L'argument de la Suisse est de dire que les instruments actuels en matière de droit international sont suffisants, et qu'elle préfère s'engager en faveur de leur mise en œuvre. "Une position particulièrement cynique, si l'on songe que la Suisse a précisément refusé de signer le protocole facultatif permettant de mettre en œuvre les droits existants", précise Ester Wolf, responsable pour le droit à l'alimentation auprès de l'œuvre d'entraide protestante "Pain pour le prochain".
Défendre les droits des paysans sur leurs semences traditionnelles
Un point important qui devrait figurer dans la déclaration des Nations Unies pour la protection des droits des paysannes et des paysans est la reconnaissance de leurs droits sur leurs semences traditionnelles.

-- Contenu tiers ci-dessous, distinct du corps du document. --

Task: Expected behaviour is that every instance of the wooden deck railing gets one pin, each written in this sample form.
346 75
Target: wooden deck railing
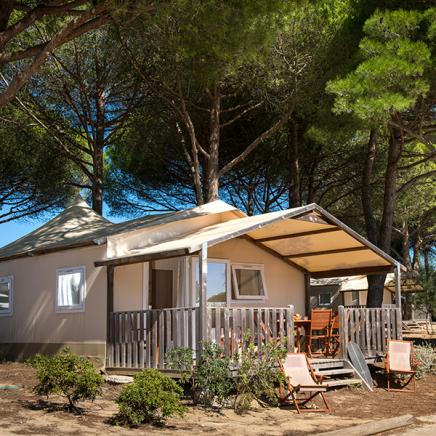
369 328
141 339
231 327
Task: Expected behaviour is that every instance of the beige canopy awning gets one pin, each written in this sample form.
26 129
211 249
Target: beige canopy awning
308 238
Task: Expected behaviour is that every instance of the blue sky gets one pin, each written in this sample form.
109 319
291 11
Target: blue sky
11 231
14 230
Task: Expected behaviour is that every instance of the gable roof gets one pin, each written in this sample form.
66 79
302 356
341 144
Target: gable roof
308 238
78 226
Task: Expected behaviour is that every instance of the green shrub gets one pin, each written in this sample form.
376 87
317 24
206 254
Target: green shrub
425 358
213 383
66 374
258 376
181 359
152 397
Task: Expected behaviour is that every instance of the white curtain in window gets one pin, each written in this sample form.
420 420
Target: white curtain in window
69 289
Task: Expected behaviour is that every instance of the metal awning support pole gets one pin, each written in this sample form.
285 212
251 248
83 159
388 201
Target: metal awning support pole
203 295
398 285
109 310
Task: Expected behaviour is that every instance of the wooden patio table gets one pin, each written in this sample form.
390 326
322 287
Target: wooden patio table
299 324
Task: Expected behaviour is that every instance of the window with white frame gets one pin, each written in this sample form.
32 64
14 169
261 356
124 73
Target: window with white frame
217 280
70 289
324 298
354 298
6 295
248 282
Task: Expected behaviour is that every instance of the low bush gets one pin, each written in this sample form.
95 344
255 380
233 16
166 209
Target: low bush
211 380
258 376
151 398
213 384
425 358
67 374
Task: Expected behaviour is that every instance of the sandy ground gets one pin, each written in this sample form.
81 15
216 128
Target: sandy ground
21 412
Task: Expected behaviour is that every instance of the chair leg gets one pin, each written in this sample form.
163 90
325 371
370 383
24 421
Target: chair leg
325 401
311 398
294 399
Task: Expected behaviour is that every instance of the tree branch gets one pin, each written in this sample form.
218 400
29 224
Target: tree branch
265 135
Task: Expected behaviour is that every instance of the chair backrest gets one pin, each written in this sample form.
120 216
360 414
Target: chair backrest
320 319
400 355
296 368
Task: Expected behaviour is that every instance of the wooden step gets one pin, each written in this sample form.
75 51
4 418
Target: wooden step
343 382
334 372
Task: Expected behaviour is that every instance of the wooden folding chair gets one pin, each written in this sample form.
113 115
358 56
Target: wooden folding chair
335 342
303 386
400 360
320 329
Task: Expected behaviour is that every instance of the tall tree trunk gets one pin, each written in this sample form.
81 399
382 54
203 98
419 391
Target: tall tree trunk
406 246
417 246
97 157
376 283
294 165
214 143
366 191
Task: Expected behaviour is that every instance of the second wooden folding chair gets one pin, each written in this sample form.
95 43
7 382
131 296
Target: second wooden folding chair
319 330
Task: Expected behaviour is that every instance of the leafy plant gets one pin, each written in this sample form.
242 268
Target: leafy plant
181 359
152 397
213 383
258 375
425 358
67 374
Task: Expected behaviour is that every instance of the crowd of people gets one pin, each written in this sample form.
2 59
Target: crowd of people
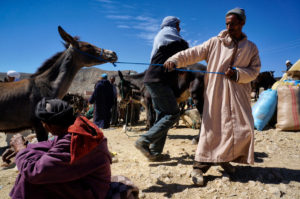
76 163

Condition sine qua non pour la survie de la petite paysannerie dans les pays du Sud puisqu'elle n'est pas en mesure d'acheter au prix fort les semences brevetées des grands semenciers.
Il s'agirait là de la toute première fois qu'un instrument de droit international ferait référence à cette question cruciale. "Ce que ne sauraient tolérer, semble-t-il, les multinationales agrochimiques qui se partagent désormais le marché mondial des semences, dont certaines, telle Syngenta, ont leur siège en Suisse", écrivent les ONG.
"Leur influence aurait-elle davantage de poids que celle de millions de paysans à travers le monde ?" demande Catherine Morand, membre de la direction de Swissaid.
Henry Saragih, le coordinateur international de "Via Campesina", a fait le voyage depuis l'Indonésie pour suivre à Genève cette très importante session du Conseil des droits de l'homme: "Nous sommes choqués que la Suisse, pays qui abrite le Conseil des droits de l'homme, soit le seul pays à se prononcer contre une proposition qui est si importante pour nous, paysans et petits producteurs, et qui devrait protéger nos droits économiques, sociaux et culturels", a-t-il estimé.
Appuyer la petite paysannerie, meilleur moyen de combattre la faim dans le monde
Action de Carême, Pain pour le prochain, Swissaid et Uniterre rappellent que le meilleur moyen de combattre la faim passe par un appui à la petite paysannerie, ainsi que par la reconnaissance et le renforcement des droits des paysans et des paysannes sur la scène internationale. "C'est ce qu'ont heureusement parfaitement compris plusieurs Etats, mais pas la Suisse". L'espoir demeure donc que les exigences de "Via Campesina" puissent être entendues.
Fort de l'appui de huit Etats, le Conseil des droits de l'homme va soumettre une résolution au mois de juin 2012. L'adoption de cette résolution permettra la rédaction d'une déclaration des Nations Unies sur le droit des paysans. "Nos partenaires et nous avions espéré que la Suisse s'engagerait en faveur d'une déclaration, ou au pire s'abstiendrait lors de cette session du Conseil des droits de l'homme. Nous lui demandons donc de se taire en juin prochain, au lieu de contrecarrer les efforts des paysans et des paysannes", conclut Valentina Hemmeler Maïga d'Uniterre, membre de "Via Campesina".